4 min read Partner content

Unite general secretary, Len McCluskey, has called for an economic policy focused on "jobs and growth", ahead of today's Budget statement.

The recent appalling unemployment figures are just the latest damning evidence that the Budget today should focus on urgent measures to create jobs and growth.

The continuing failure by chancellor of the exchequer, George Osborne to realise the error of his ways and wean himself off his austerity addiction has meant that Britain still faces the prospect of a recession and a 1980’s scale of joblessness for years to come.

The fact that the credit-rating agencies have been circling with gloomy predictions that the UK won’t hold on to its triple A rating undermines the whole Osborne strategy of London being a safe haven for funds to finance the deficit.

What Unite, as the largest union in the country representing members in both the private and public sectors, is proposing in the Budget can be divided into three distinct areas: growth and jobs; wage and tax justice; and fairness at work.

Unite has consistently argued for this package of restorative measures, based on well-tested Keynesian principles; and many economists, not all on the Left, agree with Unite that these measures are vital to kick-start the economy in 2012 and beyond.

Unite calculates that the average worker has lost about £83-a-month because of the coalition’s policies on tax, pay freezes and the soaring cost of household bills.
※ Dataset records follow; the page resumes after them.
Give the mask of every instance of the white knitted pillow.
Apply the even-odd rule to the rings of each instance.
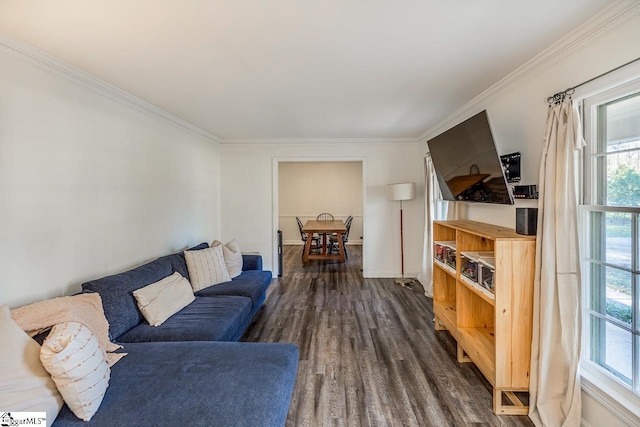
[[[40,360],[69,409],[89,421],[102,403],[111,376],[91,329],[78,322],[57,324],[42,344]]]
[[[46,411],[51,424],[62,396],[42,367],[40,345],[13,321],[7,306],[0,307],[0,343],[0,411]]]
[[[189,281],[177,271],[144,288],[133,291],[138,308],[151,326],[160,326],[169,317],[196,299]]]
[[[199,251],[184,251],[184,257],[194,292],[231,280],[224,263],[222,245]]]
[[[222,244],[220,241],[214,241],[211,246]],[[224,255],[224,263],[227,266],[229,277],[234,278],[242,273],[242,252],[240,246],[235,239],[222,245],[222,255]]]

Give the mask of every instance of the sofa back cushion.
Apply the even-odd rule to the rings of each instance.
[[[83,283],[82,289],[100,294],[109,321],[109,338],[113,341],[143,320],[133,291],[172,273],[171,262],[162,257],[124,273]]]
[[[208,243],[201,243],[189,250],[208,247]],[[109,321],[109,338],[113,341],[144,320],[133,291],[164,279],[175,271],[188,280],[189,272],[182,253],[160,257],[124,273],[90,280],[82,284],[82,290],[97,292],[102,297],[104,315]]]

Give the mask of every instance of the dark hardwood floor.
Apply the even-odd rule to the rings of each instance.
[[[493,414],[490,384],[434,331],[419,285],[363,279],[360,246],[345,264],[303,265],[301,251],[285,246],[284,277],[244,336],[300,348],[287,426],[533,425]]]

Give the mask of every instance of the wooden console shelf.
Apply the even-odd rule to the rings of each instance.
[[[491,383],[496,414],[527,415],[516,392],[529,391],[535,237],[475,221],[435,221],[433,239],[455,242],[456,252],[455,270],[433,262],[436,330],[449,331],[458,362],[475,363]],[[493,253],[490,288],[462,275],[465,251]]]

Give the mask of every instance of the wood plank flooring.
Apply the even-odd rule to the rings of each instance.
[[[491,386],[455,341],[434,331],[422,288],[363,279],[349,259],[301,262],[285,246],[285,274],[270,286],[244,341],[293,342],[300,365],[287,426],[532,426],[493,414]]]

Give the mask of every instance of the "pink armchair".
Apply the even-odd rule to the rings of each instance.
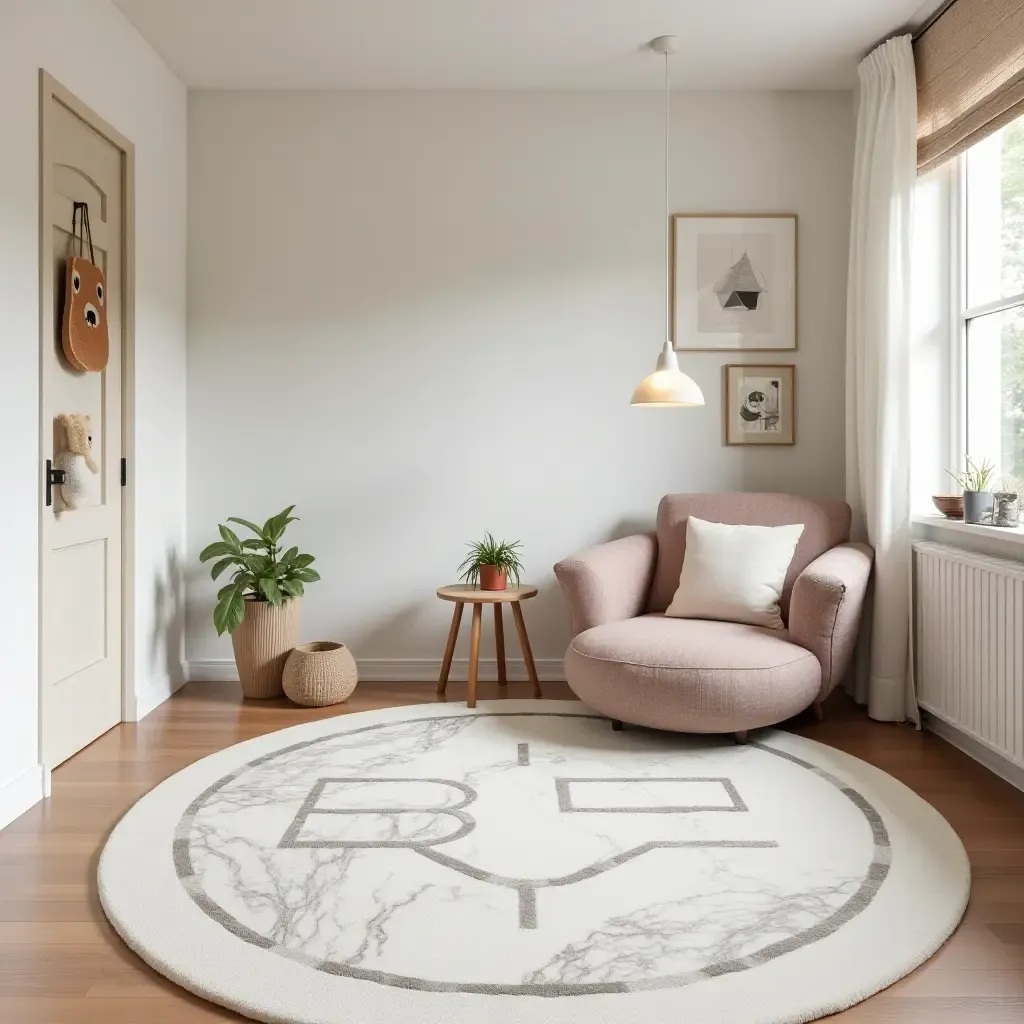
[[[784,630],[664,612],[679,585],[689,515],[804,523],[782,589]],[[565,678],[596,711],[678,732],[773,725],[821,702],[853,655],[872,552],[850,544],[845,502],[772,494],[668,495],[654,534],[591,548],[555,566],[572,621]]]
Money, so vital for keeping the shopping centres and High Street alive economically, is being drained from peoples’ wallets and purses.

This month’s jobless figures revealed both a ‘lost and forgotten generation of unemployed’ which makes a Budget for growth essential.

Not only are there unacceptable levels of 18-to-24-year olds unemployed – the ‘lost’ generation – there is the ‘forgotten’ generation of those being made redundant over the age of 50. Women have been particularly hit, according to the latest Office of National Statistics’ figures.

While the Prime Minister tucked into Bison Wellington with red wine reduction during a state dinner in Washington, some residents in prosperous and elegant Salisbury are now reduced to queuing at food banks.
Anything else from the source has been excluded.